La rédaction de Cheminez partage avec le Collectif pour les littératures en langues régionales à l’école la conviction que, aussi importantes soient-elles, les pierres que l’on choisit de préserver ne sauraient à elles seules résumer le patrimoine : celui-ci englobe également les langues qui font vivre les mémoires et donnent du sens à ces mêmes pierres.

Du fait de cette conviction commune, nous avons décidé de relayer – une fois encore – une lettre ouverte écrite par le Collectif pour les littératures en langues régionales à l’école, cette fois-ci à destination de l’Association Mission Patrimoine Mondial – Aude.


Madame, Monsieur,

Divers sites de l’Aude et de l’Ariège ont récemment intégré la prestigieuse liste du patrimoine mondial, établie par l’UNESCO. Notre collectif rejoint les nombreuses protestations qui se sont exprimées sur le choix pour le moins malheureux du libellé « Forteresses royales capétiennes du Languedoc ». Pour bien des raisons, il aurait été beaucoup plus judicieux d’éviter cette appellation jugée, à juste titre, comme provocatrice et humiliante, et de lui préférer par exemple « Forteresses médiévales du Languedoc ».

Mais là n’est pas l’objet principal de notre lettre.

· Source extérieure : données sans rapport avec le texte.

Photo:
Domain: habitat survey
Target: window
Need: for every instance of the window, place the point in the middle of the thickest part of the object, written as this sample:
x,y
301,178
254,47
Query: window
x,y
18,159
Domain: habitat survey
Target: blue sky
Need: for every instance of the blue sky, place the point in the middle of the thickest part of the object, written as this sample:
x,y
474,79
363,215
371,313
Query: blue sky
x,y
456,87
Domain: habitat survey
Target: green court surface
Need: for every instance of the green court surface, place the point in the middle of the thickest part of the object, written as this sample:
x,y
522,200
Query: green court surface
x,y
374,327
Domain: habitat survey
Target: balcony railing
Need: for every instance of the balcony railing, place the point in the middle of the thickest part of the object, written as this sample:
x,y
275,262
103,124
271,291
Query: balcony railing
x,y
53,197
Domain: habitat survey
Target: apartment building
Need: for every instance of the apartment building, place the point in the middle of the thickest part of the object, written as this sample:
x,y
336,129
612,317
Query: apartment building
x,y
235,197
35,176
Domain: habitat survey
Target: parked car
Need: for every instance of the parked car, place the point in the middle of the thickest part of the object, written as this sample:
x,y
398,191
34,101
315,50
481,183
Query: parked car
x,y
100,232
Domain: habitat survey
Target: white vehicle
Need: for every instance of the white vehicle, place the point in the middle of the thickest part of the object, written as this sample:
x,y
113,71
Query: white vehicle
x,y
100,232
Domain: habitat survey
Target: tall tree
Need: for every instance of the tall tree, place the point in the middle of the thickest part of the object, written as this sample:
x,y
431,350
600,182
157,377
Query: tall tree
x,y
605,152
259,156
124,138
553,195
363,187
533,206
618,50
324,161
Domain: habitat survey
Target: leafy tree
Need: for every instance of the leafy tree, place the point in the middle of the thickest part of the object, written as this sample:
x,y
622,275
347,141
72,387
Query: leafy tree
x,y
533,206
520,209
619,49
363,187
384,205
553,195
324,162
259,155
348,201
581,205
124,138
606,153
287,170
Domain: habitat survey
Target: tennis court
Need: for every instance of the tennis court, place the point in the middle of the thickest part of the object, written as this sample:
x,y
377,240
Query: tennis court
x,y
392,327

Notre collectif s’intitule Pour les littératures en langues régionales à l’école. Il s’inscrit donc dans l’ensemble des mouvements qui poursuivent l’objectif de sauvegarder nos cultures, nos langues, nos littératures menacées par le pouvoir unitariste étroit. À ce titre, nous avons une requête à vous adresser. L’appellation des sites concernés fait explicitement référence au Languedoc. Or, paradoxalement, votre communication, comme on le constate par exemple à travers votre site internet, fait appel au français, à l’anglais et à l’espagnol, mais la langue d’oc, dont la légitimité est pourtant ici particulièrement évidente, est laissée de côté, « oubliée ». Cela ajoute encore à l’impression que nous pouvons ressentir : celle d’une attitude, de votre part, dont le but, ou pour le moins la conséquence objective, est d’invisibiliser et de bâillonner encore une fois une langue, une culture et une population déjà si souvent rabaissées.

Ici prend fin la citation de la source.